WARTABANJAR.COM, BANJARMASIN- Upaya memperkuat ekonomi syariah di Kalimantan Selatan terus diperluas melalui penyelenggaraan National Halal Fair di stan Pasar Wadai Ramadhan, Banjarmasin, Jumat (20/2/2026).

Kegiatan ini merupakan kolaborasi Pemerintah Provinsi Kalimantan Selatan bersama Bank Indonesia dan Komite Daerah Ekonomi dan Keuangan Syariah (KDEKS), dengan melibatkan berbagai pemangku kepentingan untuk mendorong pertumbuhan UMKM halal di Banua.

Kepala Biro Perekonomian Setda Provinsi Kalimantan Selatan, Eddy Elminsyah Jaya, menjelaskan bahwa National Halal Fair menjadi bagian dari rangkaian Pasar Wadai Ramadhan tahun ini.

“Kita bekerja sama dengan Bank Indonesia dan KDEKS menyelenggarakan Halal National Fair, di mana di dalamnya ada beberapa stan yang menyediakan sertifikasi halal, serta dari Badan Amil Zakat Nasional, dari UIN Antasari, dan juga dari bank-bank berbasis syariah,” ujarnya, dikutip Sabtu (21/2/2026).

Ia menegaskan, kegiatan ini selaras dengan visi-misi Gubernur Kalimantan Selatan dalam mengembangkan ekonomi berbasis syariah.
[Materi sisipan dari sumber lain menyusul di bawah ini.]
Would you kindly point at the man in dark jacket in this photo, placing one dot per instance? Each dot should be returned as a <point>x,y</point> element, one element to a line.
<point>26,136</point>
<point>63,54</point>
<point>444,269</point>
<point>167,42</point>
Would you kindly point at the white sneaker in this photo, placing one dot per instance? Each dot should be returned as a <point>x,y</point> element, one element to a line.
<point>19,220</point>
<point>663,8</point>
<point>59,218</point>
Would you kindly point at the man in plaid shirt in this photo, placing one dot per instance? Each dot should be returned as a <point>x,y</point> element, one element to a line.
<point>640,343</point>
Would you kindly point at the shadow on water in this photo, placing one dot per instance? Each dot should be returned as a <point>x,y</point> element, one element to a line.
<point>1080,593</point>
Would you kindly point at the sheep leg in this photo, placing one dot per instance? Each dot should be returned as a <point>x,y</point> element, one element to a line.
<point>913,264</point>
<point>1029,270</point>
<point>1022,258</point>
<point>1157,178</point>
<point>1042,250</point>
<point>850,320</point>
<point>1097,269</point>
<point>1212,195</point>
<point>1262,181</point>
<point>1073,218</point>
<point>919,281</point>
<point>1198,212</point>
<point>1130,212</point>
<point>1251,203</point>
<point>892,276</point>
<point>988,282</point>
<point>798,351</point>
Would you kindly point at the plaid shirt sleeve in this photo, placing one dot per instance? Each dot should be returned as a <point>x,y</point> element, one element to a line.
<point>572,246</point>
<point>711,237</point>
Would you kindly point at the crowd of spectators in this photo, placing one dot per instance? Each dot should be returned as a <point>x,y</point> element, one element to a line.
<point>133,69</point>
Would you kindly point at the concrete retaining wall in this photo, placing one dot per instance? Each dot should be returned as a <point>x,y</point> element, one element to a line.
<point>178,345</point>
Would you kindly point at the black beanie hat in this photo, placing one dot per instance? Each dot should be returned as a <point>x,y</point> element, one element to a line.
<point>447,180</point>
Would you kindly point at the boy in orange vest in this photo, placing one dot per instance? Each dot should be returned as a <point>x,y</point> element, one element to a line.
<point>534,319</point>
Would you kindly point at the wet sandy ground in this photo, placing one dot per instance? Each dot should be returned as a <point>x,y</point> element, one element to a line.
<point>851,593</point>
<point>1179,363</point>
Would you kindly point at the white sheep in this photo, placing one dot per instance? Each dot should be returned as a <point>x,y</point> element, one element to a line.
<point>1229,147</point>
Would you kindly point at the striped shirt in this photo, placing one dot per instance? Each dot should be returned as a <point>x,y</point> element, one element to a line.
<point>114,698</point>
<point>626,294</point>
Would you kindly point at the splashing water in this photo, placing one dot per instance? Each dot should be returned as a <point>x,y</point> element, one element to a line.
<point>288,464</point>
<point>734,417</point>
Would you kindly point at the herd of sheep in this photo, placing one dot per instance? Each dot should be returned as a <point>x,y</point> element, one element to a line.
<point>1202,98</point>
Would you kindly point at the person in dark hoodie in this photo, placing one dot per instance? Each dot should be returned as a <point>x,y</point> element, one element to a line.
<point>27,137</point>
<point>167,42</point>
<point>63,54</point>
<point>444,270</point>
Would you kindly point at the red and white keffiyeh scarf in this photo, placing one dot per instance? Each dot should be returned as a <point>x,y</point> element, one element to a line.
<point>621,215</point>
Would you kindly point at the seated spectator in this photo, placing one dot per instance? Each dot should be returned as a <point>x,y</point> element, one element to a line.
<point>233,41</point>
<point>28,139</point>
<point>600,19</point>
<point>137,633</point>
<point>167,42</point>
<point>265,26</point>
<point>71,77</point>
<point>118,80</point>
Melalui penguatan ekosistem halal, pemerintah daerah ingin mendorong daya saing UMKM sekaligus memperluas akses pembiayaan dan literasi keuangan syariah.

Terkait mekanisme sertifikasi halal, Eddy menjelaskan bahwa pelaku UMKM dapat langsung mendatangi booth atau stan yang tersedia.

Tim dari pusat kajian halal akan melakukan pendampingan sesuai karakteristik usaha.

“Kalau berbahan baku sederhana, bisa melalui skema self declare atau pernyataan mandiri halal. Untuk yang bahan bakunya beragam, bisa dikonsultasikan di booth ini. Untuk sertifikasi self declare, itu gratis,” jelasnya.

Program fasilitasi ini berlangsung selama 25 hari mengikuti jadwal Pasar Ramadhan.